NFL: 1 Stat That Proves the Baltimore Ravens Playoff Contenders, Not Pretenders
While it might feel like the NFL season just started, we’re already entering Week 7. Teams are going on bye, injuries are beginning to mount, and true contenders are starting to separate themselves from divisional pretenders. The Baltimore Ravens are firmly establishing themselves in that former camp.
The Ravens are comfortably sitting atop a weak AFC North, but they’re there on the strength of their own merits. In fact, there’s one particular stat that proves the team is for real.
The Ravens’ running game
While keeping the ball on the ground might not be the sexiest way to play football, it’s a tried and true formula to success. If you can run the ball effectively, you control your own destiny. With each successive play, the clock keeps running, and the time of possession creeps higher; the other team simply can’t score if they don’t have the ball.
This season, the Ravens have run the ball with impressive efficiency. They’ve piled up over 1,200 yards on the ground in their first six games, putting them on pace to break the 1978 New England Patriots’ record for the most rushing yards in a single season. Their success, however, goes beyond pure distance.
Baltimore’s three running backs, Mark Ingram II, Gus Edwards, and Justice Hill, are all averaging over four yards per carry. While their sample sizes are different—Hill only has carried the ball 18 times so far—their consistency proves the Ravens’ commitment to their ground game. If multiple running backs can keep chewing up roughly half of the first down distance with each run, it will hard to get Baltimore’s offense off the field.
Lamar Jackson’s dual-threat
The Ravens’ offense all starts with quarterback Lamar Jackson, however. He’s also off to a historic start to 2019, setting his own NFL records; he’s also on pace to break Michael Vick’s record for most rushing yards as a quarterback in a single season.
While Jackson has found remarkable success on the ground this season, averaging nearly seven yards per carry, his passing game has also developed. While he’s still not going to sit back in the pocket like Tom Brady, Jackson has thrown for over 1,500 yards so far this season, with 11 touchdowns and five interceptions. There’s definitely still room for improvement but, with his scrambling ability, Jackson just has to be solid enough to force teams to respect his passing potential.
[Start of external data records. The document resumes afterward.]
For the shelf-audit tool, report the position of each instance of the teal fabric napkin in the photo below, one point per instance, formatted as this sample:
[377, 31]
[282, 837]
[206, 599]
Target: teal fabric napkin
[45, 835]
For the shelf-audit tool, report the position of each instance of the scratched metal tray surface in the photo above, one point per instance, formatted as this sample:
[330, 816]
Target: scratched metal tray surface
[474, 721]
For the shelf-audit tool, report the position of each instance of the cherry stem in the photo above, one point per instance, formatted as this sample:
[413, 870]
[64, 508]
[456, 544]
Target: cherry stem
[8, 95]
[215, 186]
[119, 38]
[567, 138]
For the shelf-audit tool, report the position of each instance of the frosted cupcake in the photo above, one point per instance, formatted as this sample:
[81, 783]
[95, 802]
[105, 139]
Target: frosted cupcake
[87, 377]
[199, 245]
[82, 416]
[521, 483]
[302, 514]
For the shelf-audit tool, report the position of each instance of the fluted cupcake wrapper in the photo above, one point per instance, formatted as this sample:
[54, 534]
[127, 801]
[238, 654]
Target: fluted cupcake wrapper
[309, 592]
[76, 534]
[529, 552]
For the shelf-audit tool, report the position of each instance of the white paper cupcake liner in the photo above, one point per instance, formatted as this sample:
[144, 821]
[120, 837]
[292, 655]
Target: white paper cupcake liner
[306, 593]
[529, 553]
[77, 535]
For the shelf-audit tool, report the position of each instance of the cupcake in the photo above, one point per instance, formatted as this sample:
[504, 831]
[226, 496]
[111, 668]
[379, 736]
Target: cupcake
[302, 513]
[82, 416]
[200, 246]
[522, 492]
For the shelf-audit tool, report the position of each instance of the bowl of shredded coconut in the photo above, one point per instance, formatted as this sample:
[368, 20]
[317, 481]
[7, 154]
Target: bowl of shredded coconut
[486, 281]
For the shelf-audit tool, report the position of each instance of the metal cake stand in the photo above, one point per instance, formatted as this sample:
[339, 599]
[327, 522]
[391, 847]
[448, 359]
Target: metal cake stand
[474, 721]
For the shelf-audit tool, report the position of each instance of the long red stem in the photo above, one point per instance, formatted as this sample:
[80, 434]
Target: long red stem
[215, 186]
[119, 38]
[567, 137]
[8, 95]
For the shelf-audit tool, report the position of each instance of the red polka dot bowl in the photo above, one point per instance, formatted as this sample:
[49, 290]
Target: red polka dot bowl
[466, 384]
The rest of the Baltimore Ravens season
For all of the Ravens’ strengths on offense, their defense has been a potential Achilles heel this season. Baltimore struggles to generate a consistent pass rush, making life hard on their secondary. They’re currently 25th in the league in passing defense, making life harder than it needs to be for Jackson and his offense.
The Ravens’ schedule will also get tougher. They’ll visit Russell Wilson and the Seattle Seahawks this week, before going on bye. After that break, they’ll face the Patriots, Texans, Rams, and 49ers in a five-week span. Those games will prove to be a real test for Baltimore’s ground game; if they can control the game clock against some of the league’s most dangerous teams, it will make a real statement.
Even if the Ravens falter, however, their running game and the weakness of the AFC North should be more than enough to keep them in the playoff picture. If they keep racking up rushing yards at a historic pace, though, they could be a real threat in the postseason.